Cervical lymph node metastasis prediction from papillary thyroid carcinoma US videos: a prospective multicenter study

This current study has two phases, a retrospective model pre-training phase and a prospective model fine-tuning phase. There were three steps in the fine-tuning phase: training, test, and validation steps. Figure 1 shows the structure and development process of our multi-scale, multi-frame, and dual-direction deep learning (MMD-DL) model. For both pre-training and fine-tuning phases, patients received a thyroidectomy after US examinations, and the postoperative pathological reports were used as the gold standard to determine whether the thyroid cancer was metastatic.

Fig. 1figure 1

Illustration of the multi-scale, multi-frame, and dual-direction deep learning (MMD-DL) model. a Flowchart of the training stages of MMD-DL. b Architecture of the pre-trained feature extractor. c Architecture of MMD-DL with transverse and longitudinal ultrasound videos as inputs and lymph node metastasis probability as the output

Retrospective model pre-training phase

From September 2017 to December 2018, PTC patients who underwent thyroid examinations and surgeries from the first medical center of the Chinese PLA general hospital were enrolled in this study to pre-train the DL model. Maximum transverse and longitudinal gray-scale US images were collected by radiologists with more than five years of US experience.

The inclusion criteria were (1) patients confirmed to be PTC after thyroidectomy; (2) patients who underwent thyroid US examination within 2 weeks before surgery; (3) patients who received a thyroidectomy and lymph node dissection consistent with the Chinese Guidelines [25], and ground truth of LNM were evaluated by pathology.
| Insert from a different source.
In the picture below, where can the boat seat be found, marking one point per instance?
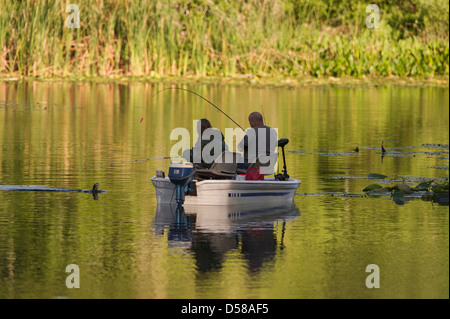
(224, 167)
The exclusion criteria were (1) patients received a biopsy before US examination; (2) the US image quality was insufficient, or the number of US videos was incomplete; (3) other pathological types of thyroid cancer, such as medullary carcinoma and undifferentiated carcinoma; (4) presence of distant metastases; and (5) patients who underwent surgery in other hospitals.

Both transverse and longitudinal US images were involved for pre-training, so that our feature extractors learned basic perception ability for diagnosing LNM.

Prospective model fine-tuning phasePatient enrollment and sample size

The multicenter prospective study was approved by the institutional ethics committee of all involved hospitals, with the ethics committee approval number of S2019-212–06 and a clinical trial registration number of ChiCTR1900025592.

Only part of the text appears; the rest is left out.